Trener Dariusz Żuraw miał o czym myśleć, patrząc jesienią na grę swoich obrońców. W PKO Ekstraklasie jego drużyna straciła aż 22 bramki w 14 meczach. Gorszy wynik osiągnęły tylko Jagiellonia Białystok, Stal Mielec i Podbeskidzie Bielsko-Biała. Co za tym idzie, wzmocnienie obrony stanowiło priorytet dla "Kolejorza".
ZOBACZ TAKŻE: Jakub Moder już od stycznia w Brighton!
W Poznaniu najpierw pojawił się Bartosz Salamon, który przez wiele lat grał we Włoszech i był w kadrze na Euro 2016. Kolejnym nowym obrońcą Lecha Poznań został Milić. Chorwat podpisał 2,5-roczny kontrakt.
- W mojej dotychczasowej karierze występowałem na trzech różnych pozycjach w linii defensywy, jednak tą wiodącą w moim przypadku jest środek obrony i tam najbardziej lubię grać. Gdyby jednak klub potrzebował, abym biegał na lewej stronie, też nie będzie z tym problemu. Lubię, kiedy zespół, w którym jestem chce grać w piłkę i dominować na boisku. Dlatego zdecydowałem się na transfer do Lecha, bo słyszałem, że jest drużyną, która właśnie taki styl preferuje.
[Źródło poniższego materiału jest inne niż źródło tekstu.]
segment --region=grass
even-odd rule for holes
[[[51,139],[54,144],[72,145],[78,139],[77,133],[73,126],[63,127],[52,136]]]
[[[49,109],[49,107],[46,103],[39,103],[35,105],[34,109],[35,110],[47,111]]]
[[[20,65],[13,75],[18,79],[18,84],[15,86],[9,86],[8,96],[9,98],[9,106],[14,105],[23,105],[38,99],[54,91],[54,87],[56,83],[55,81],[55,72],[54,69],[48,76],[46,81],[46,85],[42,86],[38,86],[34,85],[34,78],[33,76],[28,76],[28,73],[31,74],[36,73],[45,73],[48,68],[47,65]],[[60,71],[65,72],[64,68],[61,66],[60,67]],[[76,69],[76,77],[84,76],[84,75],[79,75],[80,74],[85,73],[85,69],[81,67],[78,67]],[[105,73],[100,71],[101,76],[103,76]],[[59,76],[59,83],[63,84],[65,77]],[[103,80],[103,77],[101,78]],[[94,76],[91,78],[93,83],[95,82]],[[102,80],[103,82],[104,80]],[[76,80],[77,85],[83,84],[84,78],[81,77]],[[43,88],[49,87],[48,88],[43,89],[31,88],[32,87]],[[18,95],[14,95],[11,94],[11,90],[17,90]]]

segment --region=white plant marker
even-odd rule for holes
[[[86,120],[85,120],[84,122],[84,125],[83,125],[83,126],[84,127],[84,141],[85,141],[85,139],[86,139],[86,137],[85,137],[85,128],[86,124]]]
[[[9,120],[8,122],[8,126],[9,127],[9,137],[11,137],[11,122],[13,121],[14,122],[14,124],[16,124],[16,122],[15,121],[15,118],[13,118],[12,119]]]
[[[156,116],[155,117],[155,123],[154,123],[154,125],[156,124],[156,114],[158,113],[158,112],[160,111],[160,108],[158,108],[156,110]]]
Wiem też, że jest jednym z największych klubów w Polsce i zawsze chce walczyć o najwyższe cele w lidze, co bardzo mi odpowiada - powiedział Chorwat cytowany przez oficjalną stronę Lecha Poznań.
Milić jest wychowankiem Hajduka Split. W 2015 roku wyjechał do Belgii, gdzie występował w KV Oostende i Anderlechcie Bruksela. W międzyczasie spędził sezon na wypożyczeniu w Rayo Vallecano. W swojej karierze rozegrał trzy mecze w reprezentacji Chorwacji.